Abschied von Eikon naht

Schwimmer nannte vier Bedingungen für den erfolgreichen Einsatz von künstlicher Intelligenz (KI): die Qualität und Breite der verwendeten Daten, ihre Integrität, ihre Herkunft und das Vertrauen der Kunden. Man verwende selbst KI, um Ressourcen freizusetzen. LSEG sei für Microsoft der “Kunde null”. Man mache gute Fortschritte bei der Entwicklung von Workspace und von Analytikprogrammen. “Die Transformation der LSEG ist in vollem Gange”, sagte Schwimmer.

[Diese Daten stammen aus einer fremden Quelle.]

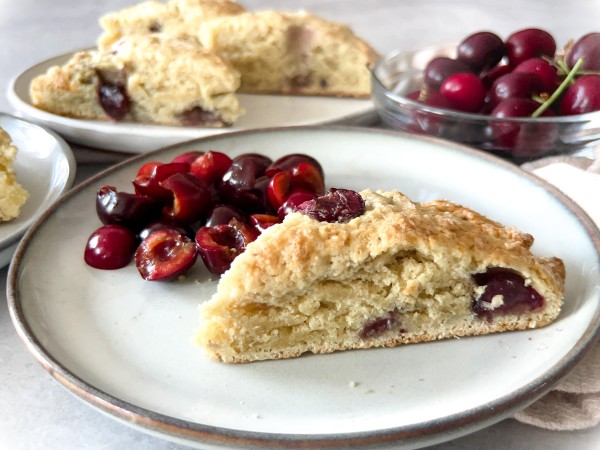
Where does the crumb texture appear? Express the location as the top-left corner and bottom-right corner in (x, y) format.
(0, 128), (29, 222)
(197, 190), (565, 362)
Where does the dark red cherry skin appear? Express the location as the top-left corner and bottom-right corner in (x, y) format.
(160, 173), (211, 223)
(297, 188), (365, 223)
(205, 205), (244, 227)
(135, 229), (198, 281)
(265, 153), (325, 177)
(277, 189), (318, 220)
(190, 150), (233, 184)
(473, 267), (545, 322)
(489, 72), (542, 106)
(423, 56), (472, 91)
(83, 224), (137, 270)
(196, 219), (258, 275)
(560, 75), (600, 116)
(457, 31), (505, 73)
(504, 28), (556, 67)
(565, 33), (600, 71)
(97, 80), (131, 121)
(440, 73), (486, 112)
(96, 186), (162, 232)
(171, 150), (204, 165)
(513, 58), (560, 93)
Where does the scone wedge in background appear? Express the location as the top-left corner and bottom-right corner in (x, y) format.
(98, 0), (245, 49)
(198, 11), (378, 98)
(0, 128), (29, 222)
(30, 35), (243, 127)
(197, 190), (565, 362)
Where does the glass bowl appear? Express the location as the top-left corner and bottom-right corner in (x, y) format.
(372, 45), (600, 162)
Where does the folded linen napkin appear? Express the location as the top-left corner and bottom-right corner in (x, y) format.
(514, 150), (600, 430)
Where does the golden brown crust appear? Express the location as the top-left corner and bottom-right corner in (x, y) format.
(30, 35), (243, 126)
(198, 191), (564, 362)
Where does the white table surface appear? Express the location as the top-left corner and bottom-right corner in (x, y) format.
(0, 0), (600, 450)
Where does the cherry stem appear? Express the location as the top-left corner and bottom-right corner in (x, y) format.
(531, 57), (584, 118)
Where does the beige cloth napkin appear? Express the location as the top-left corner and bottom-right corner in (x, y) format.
(514, 146), (600, 430)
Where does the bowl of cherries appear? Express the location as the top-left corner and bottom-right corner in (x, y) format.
(372, 28), (600, 162)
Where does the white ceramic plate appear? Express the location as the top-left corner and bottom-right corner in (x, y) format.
(0, 113), (75, 268)
(8, 128), (600, 448)
(8, 53), (379, 153)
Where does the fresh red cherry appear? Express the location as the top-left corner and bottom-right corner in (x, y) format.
(505, 28), (556, 67)
(171, 150), (204, 165)
(250, 214), (281, 233)
(190, 150), (233, 184)
(560, 75), (600, 115)
(133, 162), (190, 201)
(96, 186), (162, 231)
(135, 229), (198, 281)
(83, 224), (137, 270)
(440, 73), (486, 112)
(196, 219), (258, 275)
(160, 173), (211, 223)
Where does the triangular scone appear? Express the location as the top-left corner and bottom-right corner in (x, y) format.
(30, 35), (243, 127)
(98, 0), (245, 49)
(0, 128), (29, 222)
(197, 190), (565, 362)
(198, 11), (378, 98)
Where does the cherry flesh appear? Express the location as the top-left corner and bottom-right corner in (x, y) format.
(135, 229), (198, 281)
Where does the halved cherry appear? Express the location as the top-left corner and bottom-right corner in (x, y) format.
(83, 224), (137, 270)
(135, 229), (198, 281)
(250, 214), (281, 233)
(196, 219), (258, 275)
(133, 162), (190, 201)
(267, 170), (292, 210)
(265, 153), (324, 177)
(160, 173), (211, 223)
(96, 186), (162, 231)
(190, 150), (233, 184)
(278, 189), (318, 220)
(291, 162), (325, 195)
(171, 150), (204, 165)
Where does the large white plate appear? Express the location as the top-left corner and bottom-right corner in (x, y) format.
(8, 128), (600, 448)
(0, 113), (76, 268)
(7, 53), (379, 153)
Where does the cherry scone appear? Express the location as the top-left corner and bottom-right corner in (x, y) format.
(197, 190), (565, 363)
(30, 35), (244, 127)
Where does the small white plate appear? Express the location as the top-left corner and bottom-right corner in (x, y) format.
(8, 127), (600, 448)
(7, 53), (379, 153)
(0, 113), (75, 268)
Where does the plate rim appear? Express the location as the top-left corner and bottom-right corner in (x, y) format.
(7, 125), (600, 448)
(0, 111), (77, 251)
(6, 50), (380, 155)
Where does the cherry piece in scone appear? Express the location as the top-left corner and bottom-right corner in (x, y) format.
(298, 188), (365, 223)
(277, 189), (318, 220)
(472, 267), (545, 322)
(135, 229), (198, 281)
(96, 186), (162, 231)
(160, 173), (211, 223)
(196, 219), (258, 275)
(83, 224), (137, 270)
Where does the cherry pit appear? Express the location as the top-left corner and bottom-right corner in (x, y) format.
(84, 150), (364, 281)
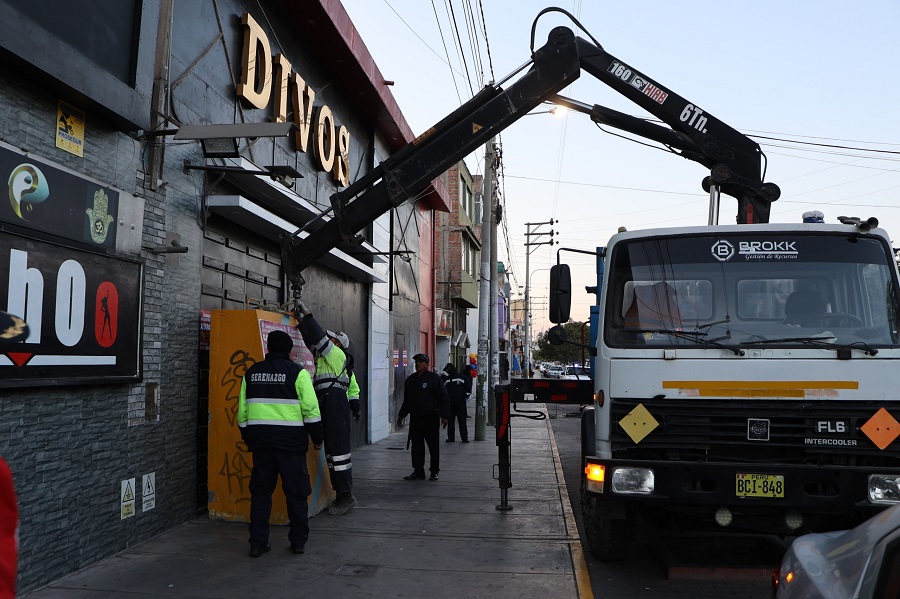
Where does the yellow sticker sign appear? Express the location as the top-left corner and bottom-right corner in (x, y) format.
(56, 100), (84, 158)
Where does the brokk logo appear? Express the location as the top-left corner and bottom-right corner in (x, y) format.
(711, 239), (734, 262)
(738, 241), (800, 260)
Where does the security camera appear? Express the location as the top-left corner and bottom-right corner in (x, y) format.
(274, 175), (296, 189)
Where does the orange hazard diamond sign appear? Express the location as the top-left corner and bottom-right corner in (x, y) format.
(619, 404), (659, 444)
(860, 408), (900, 449)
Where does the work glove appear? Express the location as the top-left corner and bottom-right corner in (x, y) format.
(294, 300), (312, 320)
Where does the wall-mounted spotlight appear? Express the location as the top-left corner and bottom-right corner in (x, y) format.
(172, 122), (296, 158)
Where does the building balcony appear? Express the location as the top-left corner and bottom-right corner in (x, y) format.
(450, 272), (478, 308)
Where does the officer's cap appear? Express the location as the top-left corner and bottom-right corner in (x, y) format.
(325, 331), (350, 349)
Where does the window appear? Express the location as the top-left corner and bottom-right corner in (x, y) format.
(459, 173), (480, 224)
(462, 237), (478, 277)
(604, 231), (900, 348)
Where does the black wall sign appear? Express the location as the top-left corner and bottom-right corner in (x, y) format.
(0, 147), (119, 249)
(0, 232), (143, 388)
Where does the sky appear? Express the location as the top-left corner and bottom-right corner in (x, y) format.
(342, 0), (900, 334)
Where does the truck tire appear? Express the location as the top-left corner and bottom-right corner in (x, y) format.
(582, 497), (633, 562)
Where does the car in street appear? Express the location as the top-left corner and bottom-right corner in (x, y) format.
(562, 366), (591, 381)
(772, 505), (900, 599)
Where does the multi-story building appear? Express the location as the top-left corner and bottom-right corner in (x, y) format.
(435, 161), (482, 369)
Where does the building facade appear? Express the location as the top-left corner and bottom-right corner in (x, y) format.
(0, 0), (449, 592)
(435, 161), (482, 370)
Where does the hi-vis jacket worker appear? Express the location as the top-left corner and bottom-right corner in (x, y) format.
(237, 330), (322, 557)
(294, 303), (359, 516)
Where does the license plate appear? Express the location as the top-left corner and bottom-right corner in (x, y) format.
(735, 473), (784, 498)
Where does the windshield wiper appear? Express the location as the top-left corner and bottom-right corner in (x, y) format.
(619, 329), (744, 356)
(741, 335), (878, 356)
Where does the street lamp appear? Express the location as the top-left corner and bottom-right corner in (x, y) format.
(522, 223), (559, 379)
(522, 268), (558, 378)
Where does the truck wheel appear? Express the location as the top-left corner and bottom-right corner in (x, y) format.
(582, 499), (632, 562)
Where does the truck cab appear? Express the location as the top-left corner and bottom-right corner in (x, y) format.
(568, 224), (900, 559)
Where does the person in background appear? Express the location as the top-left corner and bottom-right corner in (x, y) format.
(0, 310), (28, 345)
(0, 310), (28, 599)
(463, 364), (475, 418)
(443, 362), (472, 443)
(294, 303), (359, 516)
(397, 354), (450, 481)
(325, 331), (359, 422)
(237, 331), (322, 557)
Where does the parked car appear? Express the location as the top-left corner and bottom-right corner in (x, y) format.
(772, 505), (900, 599)
(562, 366), (591, 381)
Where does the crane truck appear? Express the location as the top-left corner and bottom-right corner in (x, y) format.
(282, 8), (900, 560)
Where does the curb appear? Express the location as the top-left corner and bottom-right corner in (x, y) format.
(545, 412), (594, 599)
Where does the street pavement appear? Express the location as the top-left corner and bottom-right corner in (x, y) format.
(23, 407), (593, 599)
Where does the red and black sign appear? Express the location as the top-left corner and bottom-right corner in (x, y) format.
(0, 232), (143, 387)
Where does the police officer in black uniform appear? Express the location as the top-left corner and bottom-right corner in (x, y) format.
(444, 362), (472, 443)
(397, 354), (450, 480)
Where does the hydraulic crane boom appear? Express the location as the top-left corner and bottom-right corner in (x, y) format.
(282, 27), (779, 286)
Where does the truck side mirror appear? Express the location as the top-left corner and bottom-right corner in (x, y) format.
(550, 264), (572, 324)
(547, 324), (569, 345)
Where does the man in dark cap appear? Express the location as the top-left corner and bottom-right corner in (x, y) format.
(237, 330), (322, 557)
(0, 310), (28, 344)
(397, 354), (450, 480)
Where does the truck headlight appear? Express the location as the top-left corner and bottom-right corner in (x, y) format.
(584, 463), (606, 493)
(612, 468), (654, 495)
(869, 474), (900, 503)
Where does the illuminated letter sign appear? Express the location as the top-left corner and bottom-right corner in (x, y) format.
(237, 13), (350, 187)
(0, 232), (143, 388)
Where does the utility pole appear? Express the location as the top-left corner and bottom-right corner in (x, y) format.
(521, 218), (559, 379)
(475, 137), (497, 441)
(485, 145), (501, 426)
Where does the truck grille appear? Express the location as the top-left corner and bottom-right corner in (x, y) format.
(610, 398), (900, 467)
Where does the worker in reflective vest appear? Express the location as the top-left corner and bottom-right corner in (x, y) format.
(294, 303), (359, 516)
(237, 330), (322, 557)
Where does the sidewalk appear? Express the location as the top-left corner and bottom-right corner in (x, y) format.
(23, 406), (593, 599)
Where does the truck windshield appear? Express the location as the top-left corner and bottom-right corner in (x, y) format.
(604, 231), (900, 347)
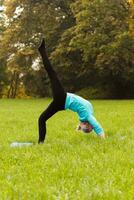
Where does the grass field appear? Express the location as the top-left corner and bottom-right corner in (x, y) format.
(0, 99), (134, 200)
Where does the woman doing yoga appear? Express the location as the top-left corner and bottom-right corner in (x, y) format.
(38, 39), (105, 143)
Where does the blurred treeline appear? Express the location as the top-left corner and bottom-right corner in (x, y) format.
(0, 0), (134, 98)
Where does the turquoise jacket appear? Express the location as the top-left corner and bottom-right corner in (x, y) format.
(65, 93), (104, 135)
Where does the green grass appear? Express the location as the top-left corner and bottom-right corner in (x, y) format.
(0, 99), (134, 200)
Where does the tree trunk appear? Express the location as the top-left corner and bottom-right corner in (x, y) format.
(7, 70), (19, 99)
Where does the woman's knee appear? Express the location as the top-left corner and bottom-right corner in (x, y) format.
(38, 113), (45, 124)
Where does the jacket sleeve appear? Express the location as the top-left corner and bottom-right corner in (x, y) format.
(88, 115), (104, 135)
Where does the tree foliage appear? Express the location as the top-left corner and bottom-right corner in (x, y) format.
(0, 0), (134, 98)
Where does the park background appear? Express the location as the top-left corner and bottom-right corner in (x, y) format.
(0, 0), (134, 200)
(0, 0), (134, 99)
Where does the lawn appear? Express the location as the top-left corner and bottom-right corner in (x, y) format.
(0, 99), (134, 200)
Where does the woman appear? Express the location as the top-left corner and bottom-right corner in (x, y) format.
(38, 39), (105, 143)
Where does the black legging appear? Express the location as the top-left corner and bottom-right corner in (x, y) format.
(38, 41), (66, 143)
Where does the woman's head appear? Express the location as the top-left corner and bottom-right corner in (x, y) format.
(77, 122), (93, 133)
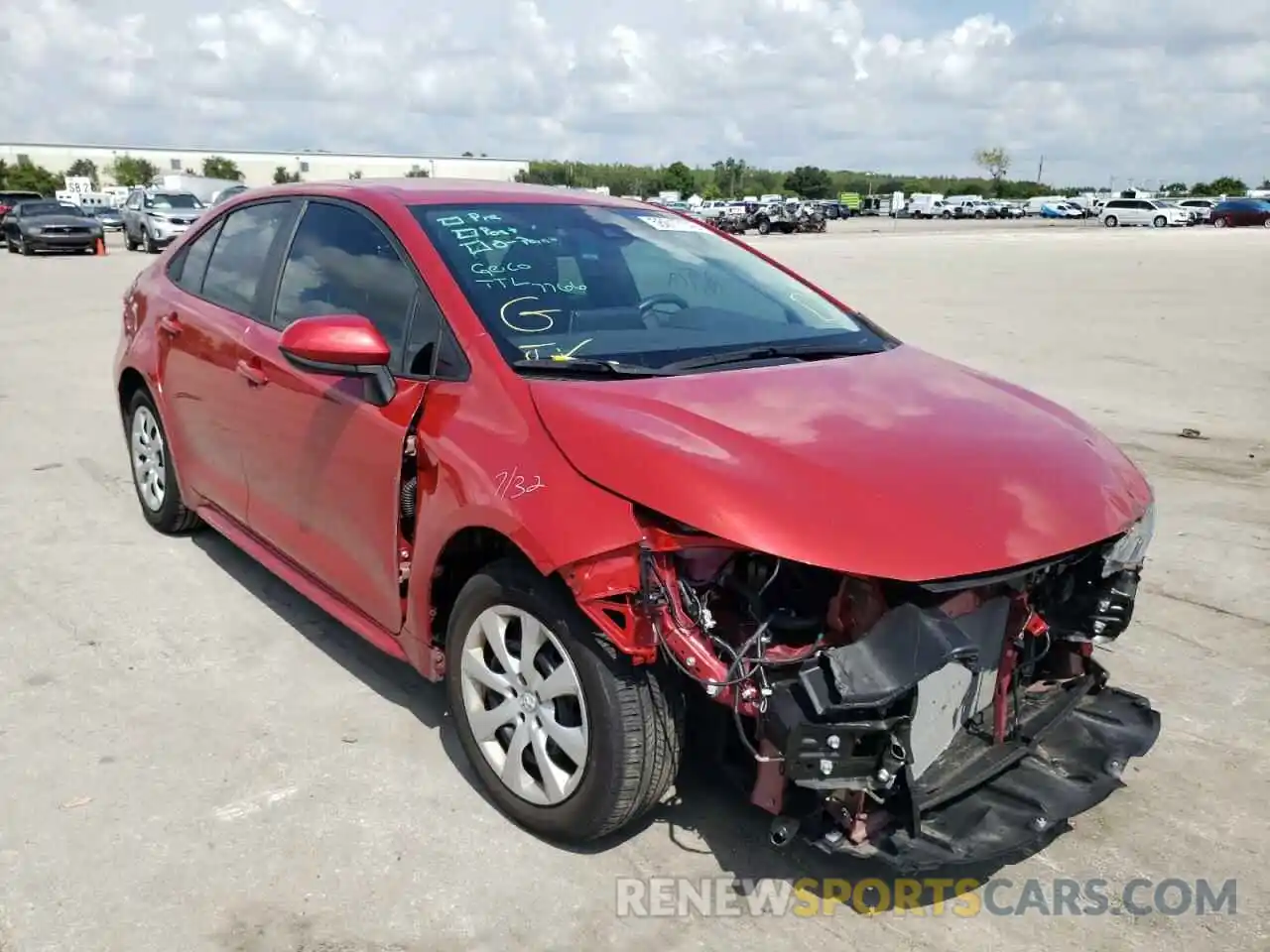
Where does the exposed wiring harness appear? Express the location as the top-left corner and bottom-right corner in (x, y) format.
(640, 552), (807, 762)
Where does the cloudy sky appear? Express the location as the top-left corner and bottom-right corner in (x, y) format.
(0, 0), (1270, 184)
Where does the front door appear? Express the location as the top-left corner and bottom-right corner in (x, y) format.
(150, 202), (295, 523)
(238, 199), (427, 634)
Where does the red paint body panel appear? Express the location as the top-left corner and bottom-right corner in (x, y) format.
(234, 323), (428, 634)
(532, 345), (1151, 581)
(140, 276), (251, 520)
(115, 178), (1149, 676)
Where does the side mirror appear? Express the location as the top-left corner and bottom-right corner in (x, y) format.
(278, 313), (396, 407)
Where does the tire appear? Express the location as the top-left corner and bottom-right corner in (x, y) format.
(445, 558), (684, 844)
(124, 390), (202, 536)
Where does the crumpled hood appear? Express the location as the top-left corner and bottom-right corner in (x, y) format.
(530, 345), (1151, 581)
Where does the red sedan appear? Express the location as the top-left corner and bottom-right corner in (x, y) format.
(115, 178), (1160, 867)
(1211, 198), (1270, 228)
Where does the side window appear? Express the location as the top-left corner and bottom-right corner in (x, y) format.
(622, 241), (788, 323)
(404, 289), (468, 380)
(273, 202), (416, 366)
(202, 202), (291, 316)
(168, 221), (225, 295)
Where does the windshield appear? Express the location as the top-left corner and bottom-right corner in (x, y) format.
(412, 203), (886, 368)
(146, 191), (203, 208)
(19, 202), (69, 218)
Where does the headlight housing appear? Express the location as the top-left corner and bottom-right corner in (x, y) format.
(1102, 500), (1156, 579)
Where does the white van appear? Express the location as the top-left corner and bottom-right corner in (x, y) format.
(1098, 198), (1192, 228)
(904, 193), (944, 218)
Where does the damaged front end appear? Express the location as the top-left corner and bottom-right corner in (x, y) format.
(571, 509), (1160, 870)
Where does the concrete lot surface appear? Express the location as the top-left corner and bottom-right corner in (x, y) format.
(0, 219), (1270, 952)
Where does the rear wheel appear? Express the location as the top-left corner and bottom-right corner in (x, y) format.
(126, 390), (199, 536)
(445, 559), (684, 843)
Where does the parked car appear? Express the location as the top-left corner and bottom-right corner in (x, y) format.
(212, 185), (248, 205)
(114, 178), (1160, 867)
(1175, 198), (1216, 223)
(4, 198), (101, 255)
(1040, 202), (1084, 218)
(0, 191), (45, 222)
(91, 204), (123, 231)
(1211, 198), (1270, 228)
(123, 187), (207, 254)
(1098, 198), (1190, 228)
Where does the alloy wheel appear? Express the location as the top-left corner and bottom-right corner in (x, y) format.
(459, 604), (589, 806)
(131, 407), (168, 513)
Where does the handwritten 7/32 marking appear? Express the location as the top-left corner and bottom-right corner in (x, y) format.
(517, 337), (594, 361)
(494, 466), (546, 499)
(498, 295), (560, 334)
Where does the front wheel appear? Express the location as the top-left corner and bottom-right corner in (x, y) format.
(124, 390), (199, 536)
(445, 559), (684, 843)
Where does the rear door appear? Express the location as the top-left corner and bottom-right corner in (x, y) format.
(236, 198), (437, 634)
(150, 199), (296, 523)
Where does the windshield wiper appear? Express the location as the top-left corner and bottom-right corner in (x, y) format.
(512, 357), (671, 377)
(662, 344), (877, 372)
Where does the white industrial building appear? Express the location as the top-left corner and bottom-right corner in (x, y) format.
(0, 142), (530, 186)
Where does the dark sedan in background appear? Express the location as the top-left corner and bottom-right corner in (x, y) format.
(4, 198), (103, 255)
(1211, 198), (1270, 228)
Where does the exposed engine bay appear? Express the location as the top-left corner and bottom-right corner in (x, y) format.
(576, 511), (1160, 869)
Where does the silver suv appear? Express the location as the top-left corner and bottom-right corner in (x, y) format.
(122, 187), (207, 254)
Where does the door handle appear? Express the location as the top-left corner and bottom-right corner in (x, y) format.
(235, 361), (269, 387)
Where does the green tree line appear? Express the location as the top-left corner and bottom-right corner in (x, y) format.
(517, 149), (1270, 198)
(0, 154), (242, 195)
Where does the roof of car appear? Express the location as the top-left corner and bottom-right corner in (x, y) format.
(251, 178), (648, 208)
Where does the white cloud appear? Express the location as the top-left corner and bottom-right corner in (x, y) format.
(0, 0), (1270, 184)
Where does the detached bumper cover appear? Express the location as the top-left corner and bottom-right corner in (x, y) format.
(816, 675), (1160, 871)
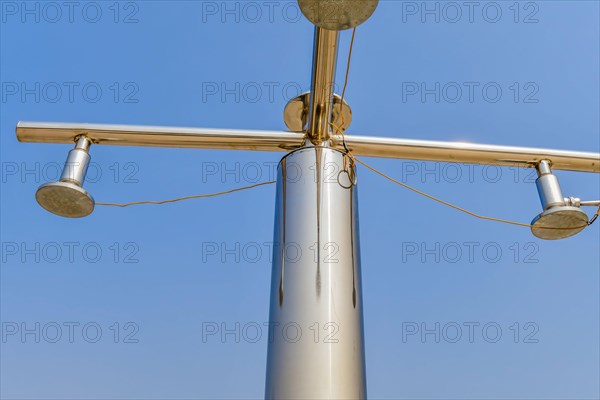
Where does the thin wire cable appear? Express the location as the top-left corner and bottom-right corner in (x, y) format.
(96, 181), (276, 208)
(338, 27), (356, 154)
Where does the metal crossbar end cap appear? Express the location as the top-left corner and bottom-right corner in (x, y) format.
(298, 0), (379, 31)
(531, 206), (588, 240)
(35, 182), (95, 218)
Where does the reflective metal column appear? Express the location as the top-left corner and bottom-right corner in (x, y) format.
(265, 147), (366, 399)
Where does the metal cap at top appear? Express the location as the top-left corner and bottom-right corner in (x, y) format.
(298, 0), (379, 31)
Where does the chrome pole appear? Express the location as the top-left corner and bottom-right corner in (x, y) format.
(308, 27), (340, 145)
(265, 147), (366, 399)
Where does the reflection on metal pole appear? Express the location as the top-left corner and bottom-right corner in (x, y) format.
(265, 147), (366, 399)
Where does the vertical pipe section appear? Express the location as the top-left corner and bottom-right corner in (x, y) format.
(308, 27), (339, 145)
(265, 147), (366, 399)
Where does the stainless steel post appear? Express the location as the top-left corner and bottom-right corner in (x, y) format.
(265, 147), (366, 399)
(308, 27), (340, 145)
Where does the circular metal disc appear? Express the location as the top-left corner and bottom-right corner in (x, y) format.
(531, 207), (588, 240)
(298, 0), (379, 31)
(283, 92), (352, 132)
(35, 182), (94, 218)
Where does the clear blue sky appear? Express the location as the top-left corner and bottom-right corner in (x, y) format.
(0, 1), (600, 399)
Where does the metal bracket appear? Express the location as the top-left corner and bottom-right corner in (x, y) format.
(283, 92), (352, 132)
(531, 160), (588, 240)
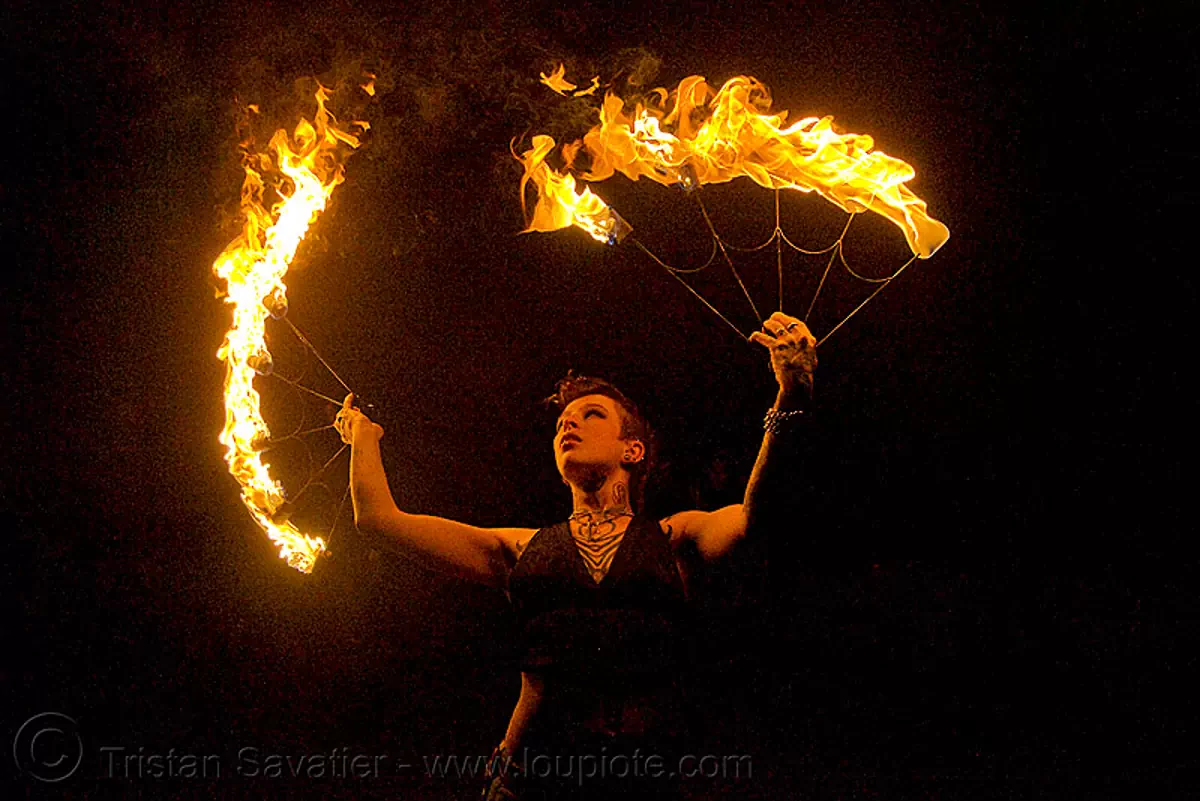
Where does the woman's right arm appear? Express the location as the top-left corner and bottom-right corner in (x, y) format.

Dazu gehört auch der Abschied vom vielen Marktteilnehmern vertrauten Eikon-Terminal, das “vermutlich ziemlich früh im Jahr 2025” in den Ruhestand geschickt werden soll. “Wir erwarten, dass die Migration auf Workspace Ende 2024 im Wesentlichen abgeschlossen sein wird”, sagte Schwimmer. Das Post-Trade-Geschäft verzeichnete im ersten Halbjahr ein Wachstum von 19,2%. Es sei schwer, das künftige Marktumfeld vorherzusehen, aber man habe festgestellt, dass sich dieses Geschäft in unterschiedlichen Umfeldern stark entwickele, sagte Schwimmer. Derzeit fokussiere es sich stark auf Clearing. Künftig wolle man den Kunden dabei helfen, ihre Bilanzen zu managen, ihr Kapital zu optimieren und ihr Risiko zu managen, egal ob es sich um geclearte oder ungeclearte Positionen handele.

Schwimmer äußerte sich auch zu zahllosen Reformen und Initiativen, die den Finanzplatz London attraktiver machen sollen – von der Zusammenlegung von Handelssegmenten über die Vereinfachung des Listing-Regimes bis hin zu geplanten Änderungen bei der Altersvorsorge. “Wir fühlen uns sehr gut damit, wohin die Reise geht”, sagte Schwimmer. “Es werden eine Menge Fortschritte gemacht.”

Mehr Verschuldung

Das Unternehmen traut sich mit Blick auf das Geschäft einen höheren Verschuldungsgrad (Leverage) zu. Es setzte die Zielspanne, die bislang beim Ein- bis Zweifachen des operativen Gewinns (Ebitda) gelegen hatte, auf 1,5 bis 2,5 herauf. “Wir sind sehr zufrieden damit, dass wir unser Kreditrating mit der neuen Spanne beibehalten können”, sagte Manz.